Regarding feet and head. I have notice waking up with cold feet at lower temperature of my bag. The EE booties have 3 levels of fill and different temperature ratings. I would think the booties are supplementing your bag, so do you really need the 4 or 6 oz fill to wear inside your bag? Or are those more if you want to sit around camp?

And does a thin balaclava, fleece had and half buff seem workable for sleeping. in a sing test in single digits. it seemed keeping everything in place was key to the head warm.

Dogwood
11-11-2016, 00:38
EE's booties which are really socks are not meant to be worn outside of your shelter. You don't walk around camp in them. My question is, 'do you need synthetic insulation APEX(Climashield)socks? Or, could you use down, possibly a hydrophobic down sock, possibly only using an over bootie to walk around camp on special occasions like if it's wet?

SkeeterPee
11-11-2016, 01:25
I don't know the answer to that question. I was just thinking of booties, but don't know of the benefit of down vs synthetic for this application. But it seems like there are different levels of fill for down and sysnthetic. Would you want a 2, 4, or 6 oz fill for something I would think would likely be worn inside your bag?
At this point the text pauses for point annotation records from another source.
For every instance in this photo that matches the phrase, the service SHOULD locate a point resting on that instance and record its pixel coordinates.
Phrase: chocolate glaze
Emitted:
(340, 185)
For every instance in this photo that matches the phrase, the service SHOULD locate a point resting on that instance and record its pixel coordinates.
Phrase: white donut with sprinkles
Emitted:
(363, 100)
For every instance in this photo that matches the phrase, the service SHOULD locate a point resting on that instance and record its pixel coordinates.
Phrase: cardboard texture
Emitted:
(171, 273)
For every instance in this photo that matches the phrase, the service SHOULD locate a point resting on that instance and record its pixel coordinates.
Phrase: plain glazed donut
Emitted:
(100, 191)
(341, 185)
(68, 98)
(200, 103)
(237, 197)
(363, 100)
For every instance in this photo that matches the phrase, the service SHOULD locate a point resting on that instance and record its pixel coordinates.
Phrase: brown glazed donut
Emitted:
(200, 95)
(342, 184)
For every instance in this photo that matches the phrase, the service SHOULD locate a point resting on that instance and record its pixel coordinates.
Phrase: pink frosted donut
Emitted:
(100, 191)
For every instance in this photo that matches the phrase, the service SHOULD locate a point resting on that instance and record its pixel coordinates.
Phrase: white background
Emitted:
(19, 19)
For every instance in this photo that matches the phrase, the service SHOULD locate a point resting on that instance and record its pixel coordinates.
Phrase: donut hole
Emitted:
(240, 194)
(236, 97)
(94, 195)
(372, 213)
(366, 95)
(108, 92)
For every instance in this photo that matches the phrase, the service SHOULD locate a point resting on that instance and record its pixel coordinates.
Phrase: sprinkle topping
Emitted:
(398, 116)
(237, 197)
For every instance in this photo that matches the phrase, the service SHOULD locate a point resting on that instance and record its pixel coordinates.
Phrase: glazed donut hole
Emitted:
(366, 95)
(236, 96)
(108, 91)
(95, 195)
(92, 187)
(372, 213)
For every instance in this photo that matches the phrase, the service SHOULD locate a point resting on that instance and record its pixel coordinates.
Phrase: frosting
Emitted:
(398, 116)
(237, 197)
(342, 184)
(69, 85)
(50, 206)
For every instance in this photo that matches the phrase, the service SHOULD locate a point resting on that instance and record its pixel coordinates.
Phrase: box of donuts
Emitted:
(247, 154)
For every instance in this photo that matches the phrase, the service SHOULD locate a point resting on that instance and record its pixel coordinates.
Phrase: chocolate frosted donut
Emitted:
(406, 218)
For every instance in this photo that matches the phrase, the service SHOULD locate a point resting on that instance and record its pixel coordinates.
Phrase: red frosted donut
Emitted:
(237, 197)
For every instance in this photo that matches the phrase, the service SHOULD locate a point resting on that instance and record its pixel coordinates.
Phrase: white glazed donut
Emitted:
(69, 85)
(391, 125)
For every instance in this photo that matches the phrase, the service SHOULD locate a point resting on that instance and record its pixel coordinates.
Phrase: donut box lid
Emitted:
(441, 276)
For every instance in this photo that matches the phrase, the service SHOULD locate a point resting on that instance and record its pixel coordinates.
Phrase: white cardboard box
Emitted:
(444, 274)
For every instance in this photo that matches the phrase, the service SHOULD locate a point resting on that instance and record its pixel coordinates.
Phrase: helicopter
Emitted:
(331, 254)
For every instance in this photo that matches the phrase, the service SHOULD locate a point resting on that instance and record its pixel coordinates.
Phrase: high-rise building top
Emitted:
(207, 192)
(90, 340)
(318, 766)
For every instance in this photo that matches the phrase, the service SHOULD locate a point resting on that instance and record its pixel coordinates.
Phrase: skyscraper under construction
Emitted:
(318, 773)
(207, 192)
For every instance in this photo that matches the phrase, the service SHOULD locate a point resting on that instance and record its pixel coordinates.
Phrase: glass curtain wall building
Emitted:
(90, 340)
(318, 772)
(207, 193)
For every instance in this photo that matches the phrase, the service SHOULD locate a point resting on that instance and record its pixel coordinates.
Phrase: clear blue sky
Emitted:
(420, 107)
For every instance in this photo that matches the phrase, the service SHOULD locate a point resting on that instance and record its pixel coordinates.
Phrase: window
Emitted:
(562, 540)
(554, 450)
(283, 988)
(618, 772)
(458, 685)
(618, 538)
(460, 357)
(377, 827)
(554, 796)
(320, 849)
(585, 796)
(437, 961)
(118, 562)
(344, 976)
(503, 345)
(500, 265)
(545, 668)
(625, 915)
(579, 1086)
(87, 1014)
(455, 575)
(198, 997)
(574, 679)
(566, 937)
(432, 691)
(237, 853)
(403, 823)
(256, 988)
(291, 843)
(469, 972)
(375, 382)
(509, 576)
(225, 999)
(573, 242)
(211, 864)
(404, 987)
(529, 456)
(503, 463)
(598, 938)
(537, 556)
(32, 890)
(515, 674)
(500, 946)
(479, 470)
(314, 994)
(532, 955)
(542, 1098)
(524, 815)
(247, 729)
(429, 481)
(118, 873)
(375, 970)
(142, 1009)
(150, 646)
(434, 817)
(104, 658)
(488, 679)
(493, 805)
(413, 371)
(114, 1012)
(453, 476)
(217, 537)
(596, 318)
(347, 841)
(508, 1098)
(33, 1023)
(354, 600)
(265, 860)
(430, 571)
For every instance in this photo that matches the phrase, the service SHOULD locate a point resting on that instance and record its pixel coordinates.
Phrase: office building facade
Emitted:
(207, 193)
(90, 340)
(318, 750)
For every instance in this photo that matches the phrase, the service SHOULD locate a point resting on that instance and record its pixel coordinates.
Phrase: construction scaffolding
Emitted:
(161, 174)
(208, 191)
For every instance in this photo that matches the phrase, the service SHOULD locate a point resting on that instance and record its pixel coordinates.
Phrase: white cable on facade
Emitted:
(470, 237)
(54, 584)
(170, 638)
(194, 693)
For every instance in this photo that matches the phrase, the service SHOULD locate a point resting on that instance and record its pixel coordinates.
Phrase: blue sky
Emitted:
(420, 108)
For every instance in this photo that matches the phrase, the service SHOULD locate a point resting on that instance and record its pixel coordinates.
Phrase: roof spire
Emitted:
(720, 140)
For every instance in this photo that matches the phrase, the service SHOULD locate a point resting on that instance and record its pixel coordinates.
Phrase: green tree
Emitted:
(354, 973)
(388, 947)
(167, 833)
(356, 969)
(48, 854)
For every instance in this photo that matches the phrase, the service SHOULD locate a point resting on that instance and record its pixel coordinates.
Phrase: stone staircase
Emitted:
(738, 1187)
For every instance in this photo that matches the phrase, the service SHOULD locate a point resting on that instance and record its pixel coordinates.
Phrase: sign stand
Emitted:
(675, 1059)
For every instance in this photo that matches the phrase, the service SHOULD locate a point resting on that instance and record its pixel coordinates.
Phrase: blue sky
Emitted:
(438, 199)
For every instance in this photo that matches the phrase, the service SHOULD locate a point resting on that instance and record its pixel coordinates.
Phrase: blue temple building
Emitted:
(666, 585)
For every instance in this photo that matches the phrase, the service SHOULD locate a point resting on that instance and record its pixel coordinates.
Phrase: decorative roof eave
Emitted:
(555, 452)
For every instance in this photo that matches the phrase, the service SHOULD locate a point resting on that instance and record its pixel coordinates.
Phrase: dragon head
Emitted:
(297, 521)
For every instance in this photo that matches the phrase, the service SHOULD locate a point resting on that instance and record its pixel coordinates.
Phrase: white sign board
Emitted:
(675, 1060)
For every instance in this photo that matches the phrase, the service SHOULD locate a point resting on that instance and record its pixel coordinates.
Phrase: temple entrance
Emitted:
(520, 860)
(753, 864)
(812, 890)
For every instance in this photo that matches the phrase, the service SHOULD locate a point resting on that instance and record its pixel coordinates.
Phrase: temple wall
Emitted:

Are some brands of booties preferred more than others?

undercling_mike
11-11-2016, 02:22
I just wanted to comment on the high fill power downs, I've recently made a few quilts with 950 fill HyperDRY goose down along with quite a few others filled with 850 and 800 fill goose and duck down from a few different sources, hydrophobic treated and not. Having rerad a few negative comments about the 950 fill I wasn't sure what to expect but I've been more impressed than I thought I would, the loft seems quite robust and it lofts up at least as well and as quickly as an equivalent fill volume of the other downs. This is in Sydney, Australia, which is quite humid at this time of year.

Just sharing my experience. Is the 950 worth it? It depends. I think it is an upgrade and makes a nice premium product but the difference is small so the choice is going to come down to individual priorities as usual.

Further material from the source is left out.